Controlli della Polizia in piazza Tedesco: scoperta un’attività di autoriparazione senza autorizzazioni. Sanzioni per circa 5mila euro.

Un’officina abusiva a Paolo VI è stata scoperta dalla Polizia di Stato durante controlli mirati nel quartiere tarantino. L’attività, secondo quanto accertato dagli agenti, operava in piazza Tedesco senza le autorizzazioni previste per la riparazione di auto e moto.

L’intervento è stato eseguito dalla Sezione Polizia Stradale di Taranto con il supporto del Distaccamento di Manduria. All’interno del locale gli operatori hanno trovato attrezzature e mezzi compatibili con un’attività di autoriparazione organizzata: banco da lavoro, utensili, ponte sollevatore, generatore di corrente, saldatrici, ricambi usati e altra strumentazione.

Durante il controllo sono stati sequestrati anche tre veicoli presenti nell’officina, verosimilmente in attesa di riparazione.

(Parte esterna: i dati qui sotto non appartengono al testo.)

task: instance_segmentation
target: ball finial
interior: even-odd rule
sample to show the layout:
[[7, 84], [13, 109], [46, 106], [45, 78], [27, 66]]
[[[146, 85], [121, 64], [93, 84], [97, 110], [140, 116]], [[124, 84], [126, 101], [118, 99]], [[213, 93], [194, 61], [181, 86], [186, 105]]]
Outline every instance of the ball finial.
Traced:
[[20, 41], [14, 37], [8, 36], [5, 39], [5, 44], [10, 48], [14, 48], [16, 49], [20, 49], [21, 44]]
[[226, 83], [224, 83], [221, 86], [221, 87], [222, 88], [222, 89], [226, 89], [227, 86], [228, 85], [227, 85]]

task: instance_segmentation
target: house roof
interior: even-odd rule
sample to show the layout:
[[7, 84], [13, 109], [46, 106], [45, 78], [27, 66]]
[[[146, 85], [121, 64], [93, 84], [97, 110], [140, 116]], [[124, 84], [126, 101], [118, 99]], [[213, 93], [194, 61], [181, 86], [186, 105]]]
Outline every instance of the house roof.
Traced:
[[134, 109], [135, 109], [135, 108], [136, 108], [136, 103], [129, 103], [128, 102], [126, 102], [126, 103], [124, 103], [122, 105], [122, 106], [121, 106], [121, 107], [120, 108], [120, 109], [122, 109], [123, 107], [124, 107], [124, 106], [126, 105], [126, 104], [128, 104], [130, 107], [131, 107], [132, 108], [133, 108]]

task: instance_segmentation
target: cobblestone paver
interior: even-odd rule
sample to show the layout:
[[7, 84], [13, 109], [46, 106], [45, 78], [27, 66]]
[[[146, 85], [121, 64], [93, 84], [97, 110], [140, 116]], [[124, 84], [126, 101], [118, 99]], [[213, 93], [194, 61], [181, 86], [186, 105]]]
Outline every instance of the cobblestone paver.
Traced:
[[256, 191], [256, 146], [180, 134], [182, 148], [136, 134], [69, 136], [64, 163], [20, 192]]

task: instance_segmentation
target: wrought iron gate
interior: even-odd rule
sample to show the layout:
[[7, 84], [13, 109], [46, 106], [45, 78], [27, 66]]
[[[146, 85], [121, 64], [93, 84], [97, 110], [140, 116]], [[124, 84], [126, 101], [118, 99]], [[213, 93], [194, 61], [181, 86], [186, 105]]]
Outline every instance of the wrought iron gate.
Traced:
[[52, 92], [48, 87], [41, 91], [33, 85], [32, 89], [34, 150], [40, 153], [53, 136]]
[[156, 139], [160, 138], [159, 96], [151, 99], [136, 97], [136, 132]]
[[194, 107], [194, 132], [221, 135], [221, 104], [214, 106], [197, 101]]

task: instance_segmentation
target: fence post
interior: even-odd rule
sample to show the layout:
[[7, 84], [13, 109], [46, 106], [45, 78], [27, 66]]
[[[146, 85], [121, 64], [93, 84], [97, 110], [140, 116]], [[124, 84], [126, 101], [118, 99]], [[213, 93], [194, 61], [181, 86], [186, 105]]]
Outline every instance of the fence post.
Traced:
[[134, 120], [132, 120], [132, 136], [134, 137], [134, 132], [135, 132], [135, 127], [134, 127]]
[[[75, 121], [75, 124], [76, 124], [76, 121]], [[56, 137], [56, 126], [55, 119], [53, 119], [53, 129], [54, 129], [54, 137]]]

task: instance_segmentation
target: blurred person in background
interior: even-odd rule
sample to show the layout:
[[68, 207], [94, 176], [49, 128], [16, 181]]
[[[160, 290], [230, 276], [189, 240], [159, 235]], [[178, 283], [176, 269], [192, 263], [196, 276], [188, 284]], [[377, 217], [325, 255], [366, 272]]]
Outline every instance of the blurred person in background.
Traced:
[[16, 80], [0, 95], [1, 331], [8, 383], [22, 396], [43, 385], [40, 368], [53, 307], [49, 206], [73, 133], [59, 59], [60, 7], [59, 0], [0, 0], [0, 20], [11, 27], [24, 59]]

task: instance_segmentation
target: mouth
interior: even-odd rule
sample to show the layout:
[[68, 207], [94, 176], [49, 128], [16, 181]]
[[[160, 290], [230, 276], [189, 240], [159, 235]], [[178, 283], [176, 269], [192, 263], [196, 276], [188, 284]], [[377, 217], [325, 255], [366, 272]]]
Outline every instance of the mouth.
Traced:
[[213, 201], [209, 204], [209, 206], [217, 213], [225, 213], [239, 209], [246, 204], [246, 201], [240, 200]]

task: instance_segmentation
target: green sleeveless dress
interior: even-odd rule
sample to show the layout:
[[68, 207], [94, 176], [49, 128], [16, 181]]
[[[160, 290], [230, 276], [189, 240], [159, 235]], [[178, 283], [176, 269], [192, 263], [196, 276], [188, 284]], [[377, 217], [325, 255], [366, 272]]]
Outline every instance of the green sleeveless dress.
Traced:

Officina abusiva a Paolo VI: rifiuti e attrezzature sequestrate

Gli accertamenti non si sono fermati alla mancanza di autorizzazioni. Nel locale sono stati individuati scarti di lavorazione, componenti meccaniche e materiali di risulta depositati senza adeguati sistemi di contenimento. Parte dei rifiuti era sistemata direttamente sul pavimento o raccolta in sacchi, senza le misure richieste per la gestione dei rifiuti speciali prodotti da attività di autoriparazione.

La presenza di materiali potenzialmente pericolosi ha portato gli agenti a contestare anche violazioni legate alla tutela ambientale e allo smaltimento non conforme.

Denunciato un 59enne del posto

Il titolare dell’attività, un 59enne residente nella zona, è stato denunciato in stato di libertà. Le ipotesi contestate riguardano l’esercizio abusivo dell’attività e le violazioni in materia di gestione dei rifiuti speciali.

Sono state inoltre elevate sanzioni amministrative per circa 5mila euro. Il sequestro delle attrezzature e dei veicoli rientra nelle procedure avviate dopo le irregolarità riscontrate.

Il controllo si inserisce nell’attività della Polizia contro le autoriparazioni irregolari, un fenomeno che comporta concorrenza sleale verso le imprese in regola e rischi per l’ambiente quando oli, pezzi meccanici e altri scarti vengono trattati senza procedure adeguate.